To distinguish policy stops from compute hangs, inspect guardrail events directly:

rg -n 'stuck_cycle_breaker|deterministic_failure_cycle_breaker|stage_retry_blocked|deterministic_failure_cycle_check' \
  "$RUN_ROOT/progress.ndjson"

Interpretation guidance:

stuck_cycle_breaker with visit_count/visit_limit indicates a configured loop-visit stop.
*_cycle_breaker indicates repeated deterministic failures reached the configured signature limit.

Identify Models and Providers

To identify models/providers accurately, combine static and runtime evidence:

Static routing from graph model_stylesheet and node classes.
Runtime events from progress.ndjson (llm_retry, llm_call_*, provider/model fields).
Provider availability from run_config.json.

rg -n 'model_stylesheet|llm_model|llm_provider|class=' "$RUN_ROOT/graph.dot"
rg -n '"event":"llm_|"provider":"|"model":"' "$RUN_ROOT/progress.ndjson"
sed -n '1,220p' "$RUN_ROOT/run_config.json"

Triage Common Failures

To diagnose missing status.json, check whether the codergen node emitted the required status signal.
To diagnose llm retry with 429/rate-limit, check for provider quota or backoff pressure.
To diagnose deterministic_failure_cycle_check, check for repeated deterministic failure at the same node.
To diagnose toolchain/setup errors, inspect setup_command_* events and stage stderr.log.

rg -n 'missing status.json|llm_retry|deterministic_failure_cycle_check|setup_command_|failure_reason' "$RUN_ROOT/progress.ndjson"

Postmortem Capture (Overlap/Termination)

Capture final.json timestamp, latest progress.ndjson timestamp, active resume PIDs/PPIDs, and termination events (stopped by signal terminated, subgraph_canceled_exit, stage_attempt_end).

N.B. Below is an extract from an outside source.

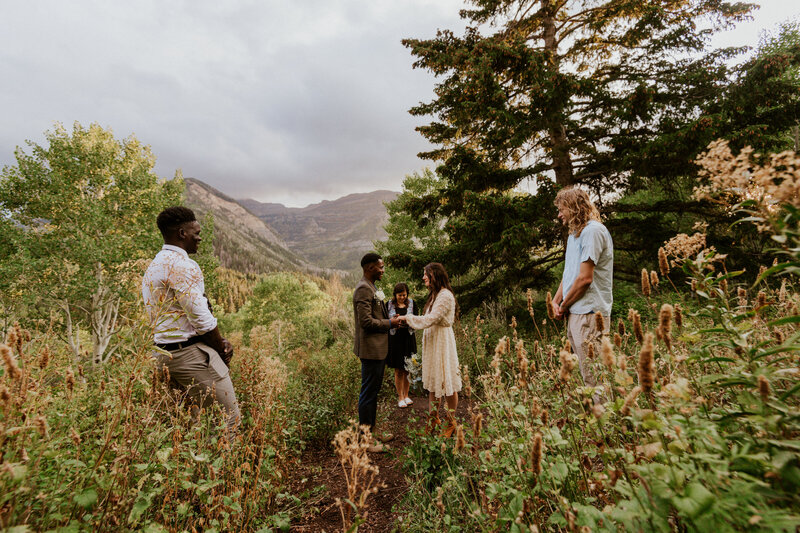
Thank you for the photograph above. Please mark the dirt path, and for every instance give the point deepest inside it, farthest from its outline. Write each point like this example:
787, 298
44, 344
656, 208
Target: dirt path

stat -c '%y %n' "$RUN_ROOT/final.json" "$RUN_ROOT/live.json" "$RUN_ROOT/progress.ndjson" 2>/dev/null
ps -ef | rg -i "kilroy attractor resume --logs-root $RUN_ROOT" | rg -v rg
rg -n 'stopped by signal terminated|subgraph_canceled_exit|stage_attempt_end' "$RUN_ROOT/progress.ndjson" | tail -n 80

Report Format

To present findings clearly, report in this order:

run_id, run_root, started time.
Current node/state and whether run is still active.
Models/providers configured and observed.
Top failure signals with exact file references.
One next action (continue waiting, resume, or fix specific failure cause).